Authorities have since built levees to contain the vast lake of mud and channeled some of the mud out to sea through the Porong River.

On Wednesday, Wahyudi Tjitrosiswoyo, the head of the Terrestrial Disaster Study Center at the Sepuluh Nopember Institute of Technology (ITS) in Surabaya, said the sedimentation in the river's estuary was building up at an alarming rate and could block the normal water flow, forcing the river and other waterways to burst their banks.

He said the river leads out to the Java Sea, which has "a flat or gently sloping seabed."

"That means the mud isn't washing out to sea quickly enough and is inhibiting the flow of the water, which will go back right up into the river and other waterways in the Porong estuary.

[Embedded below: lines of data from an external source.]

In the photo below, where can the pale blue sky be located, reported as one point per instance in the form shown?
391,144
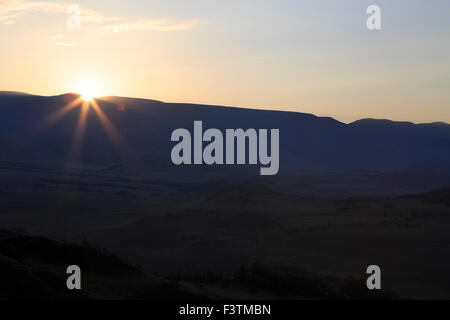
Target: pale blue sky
308,56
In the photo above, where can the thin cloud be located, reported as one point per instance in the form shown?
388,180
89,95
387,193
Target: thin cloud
10,10
154,25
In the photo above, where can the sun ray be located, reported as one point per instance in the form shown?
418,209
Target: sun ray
58,114
110,129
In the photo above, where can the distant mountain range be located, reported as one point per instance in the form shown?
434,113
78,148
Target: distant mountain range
307,142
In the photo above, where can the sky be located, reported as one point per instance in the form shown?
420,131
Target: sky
308,56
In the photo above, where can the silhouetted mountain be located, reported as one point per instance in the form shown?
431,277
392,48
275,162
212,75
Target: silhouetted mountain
306,141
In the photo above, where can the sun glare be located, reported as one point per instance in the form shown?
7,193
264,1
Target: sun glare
89,91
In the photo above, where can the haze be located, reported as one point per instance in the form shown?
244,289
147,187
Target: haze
308,56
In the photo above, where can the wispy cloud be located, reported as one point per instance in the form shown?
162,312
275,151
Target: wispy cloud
57,41
154,25
10,10
65,44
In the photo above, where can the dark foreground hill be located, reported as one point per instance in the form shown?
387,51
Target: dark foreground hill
34,268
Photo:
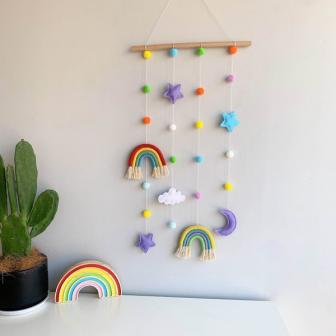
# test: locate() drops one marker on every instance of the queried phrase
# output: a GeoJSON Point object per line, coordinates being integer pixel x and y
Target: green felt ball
{"type": "Point", "coordinates": [146, 88]}
{"type": "Point", "coordinates": [200, 51]}
{"type": "Point", "coordinates": [172, 159]}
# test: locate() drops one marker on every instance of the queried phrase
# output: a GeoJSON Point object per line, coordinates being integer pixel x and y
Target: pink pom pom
{"type": "Point", "coordinates": [230, 78]}
{"type": "Point", "coordinates": [197, 195]}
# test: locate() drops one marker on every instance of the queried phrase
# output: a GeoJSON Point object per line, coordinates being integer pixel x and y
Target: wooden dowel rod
{"type": "Point", "coordinates": [191, 45]}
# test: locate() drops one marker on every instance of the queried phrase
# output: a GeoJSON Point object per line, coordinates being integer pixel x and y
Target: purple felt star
{"type": "Point", "coordinates": [173, 92]}
{"type": "Point", "coordinates": [145, 241]}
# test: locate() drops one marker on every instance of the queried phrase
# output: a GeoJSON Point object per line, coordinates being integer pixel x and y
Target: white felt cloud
{"type": "Point", "coordinates": [171, 197]}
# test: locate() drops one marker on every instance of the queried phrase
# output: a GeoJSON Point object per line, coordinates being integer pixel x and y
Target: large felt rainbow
{"type": "Point", "coordinates": [198, 232]}
{"type": "Point", "coordinates": [88, 274]}
{"type": "Point", "coordinates": [156, 158]}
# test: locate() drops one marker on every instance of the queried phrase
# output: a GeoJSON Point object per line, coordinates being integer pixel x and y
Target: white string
{"type": "Point", "coordinates": [147, 113]}
{"type": "Point", "coordinates": [228, 174]}
{"type": "Point", "coordinates": [157, 21]}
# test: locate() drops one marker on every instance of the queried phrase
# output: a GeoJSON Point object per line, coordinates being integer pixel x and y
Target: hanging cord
{"type": "Point", "coordinates": [147, 113]}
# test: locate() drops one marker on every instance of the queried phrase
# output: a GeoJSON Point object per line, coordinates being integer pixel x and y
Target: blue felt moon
{"type": "Point", "coordinates": [230, 223]}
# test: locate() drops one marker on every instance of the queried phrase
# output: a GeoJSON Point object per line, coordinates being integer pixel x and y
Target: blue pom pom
{"type": "Point", "coordinates": [199, 158]}
{"type": "Point", "coordinates": [171, 225]}
{"type": "Point", "coordinates": [145, 185]}
{"type": "Point", "coordinates": [173, 52]}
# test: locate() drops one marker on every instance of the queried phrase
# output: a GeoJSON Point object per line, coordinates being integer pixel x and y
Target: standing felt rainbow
{"type": "Point", "coordinates": [88, 274]}
{"type": "Point", "coordinates": [200, 233]}
{"type": "Point", "coordinates": [157, 160]}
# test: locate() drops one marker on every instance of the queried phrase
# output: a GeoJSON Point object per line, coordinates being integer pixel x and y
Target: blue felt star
{"type": "Point", "coordinates": [173, 92]}
{"type": "Point", "coordinates": [230, 121]}
{"type": "Point", "coordinates": [145, 241]}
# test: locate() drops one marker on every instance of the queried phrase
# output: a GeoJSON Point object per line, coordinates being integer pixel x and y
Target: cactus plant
{"type": "Point", "coordinates": [22, 215]}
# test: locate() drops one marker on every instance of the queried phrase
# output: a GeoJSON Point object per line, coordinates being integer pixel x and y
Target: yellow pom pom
{"type": "Point", "coordinates": [228, 186]}
{"type": "Point", "coordinates": [147, 54]}
{"type": "Point", "coordinates": [147, 213]}
{"type": "Point", "coordinates": [199, 124]}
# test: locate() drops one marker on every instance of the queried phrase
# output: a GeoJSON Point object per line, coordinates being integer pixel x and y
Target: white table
{"type": "Point", "coordinates": [148, 316]}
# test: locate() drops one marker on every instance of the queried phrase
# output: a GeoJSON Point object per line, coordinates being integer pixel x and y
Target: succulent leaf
{"type": "Point", "coordinates": [43, 212]}
{"type": "Point", "coordinates": [26, 176]}
{"type": "Point", "coordinates": [3, 191]}
{"type": "Point", "coordinates": [15, 237]}
{"type": "Point", "coordinates": [11, 187]}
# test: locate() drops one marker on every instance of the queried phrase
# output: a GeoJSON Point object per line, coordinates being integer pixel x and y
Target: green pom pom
{"type": "Point", "coordinates": [200, 51]}
{"type": "Point", "coordinates": [146, 88]}
{"type": "Point", "coordinates": [172, 159]}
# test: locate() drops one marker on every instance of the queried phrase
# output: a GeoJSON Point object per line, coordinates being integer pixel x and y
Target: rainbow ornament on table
{"type": "Point", "coordinates": [157, 160]}
{"type": "Point", "coordinates": [198, 232]}
{"type": "Point", "coordinates": [87, 274]}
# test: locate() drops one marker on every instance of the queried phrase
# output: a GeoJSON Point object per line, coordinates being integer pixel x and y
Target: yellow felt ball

"This puts areas such as Bangil subdistrict in Pasuruan at risk of flooding because they have several waterways leading to the estuary," he added.

Mukhtasor, another ITS researcher, said the sedimentation also caused the gradual destruction of the coastal marine ecosystem in the estuary.

"The mud blocks the sunlight penetrating into the water, which kills off the plankton and all the higher life forms that depend on it," he said.

"The damage to the coastal ecosystem between may and October 2006 has been estimated at Rp 5 trillion."

Mukhtasor said the cost to date would be exponentially bigger, as would the extent of the damage to the ecosystem.

Meanwhile, a group of Russian scientists said the mud volcano was a purely natural disaster that was "impossible to stop."

"It's impossible to stop nature," Sergey Kadurin, a professor from Moscow's Institute of Electro-Physical Problems, said on Wednesday.

"All you can do is monitor geological hazards, such as through a seismic detector."

He said the Sidoarjo incident had been triggered by "subsurface seismic events such as earthquakes in 2005 and 2006."

On July 9, 2005, a magnitude-4.4 earthquake struck Sidoarjo, while on May 27, 2006, a magnitude-6.3 quake hit Yogyakarta several hundred kilometers to the west.

The mud volcano erupted on May 28 that year, the same day that drilling company Lapindo Brantas experienced a blowout in one of its natural gas wells.

Independent experts have previously blamed the company's drilling for the mud flow.

But Kadurin said there were currently 15 known mud volcanoes in East Java province, any of which could erupt from "a little tectonic pressure."

He said the large number of mud volcanoes, coupled with the high level and frequency of tectonic activity in Indonesia, made such eruption almost inevitable.

On the other hand, Yuriy P. Rakintsev from RINeftGaz, a joint Russian-Indonesian oil and gas company, said the Sidoarjo mud volcano had erupted at the "wrong time and wrong place."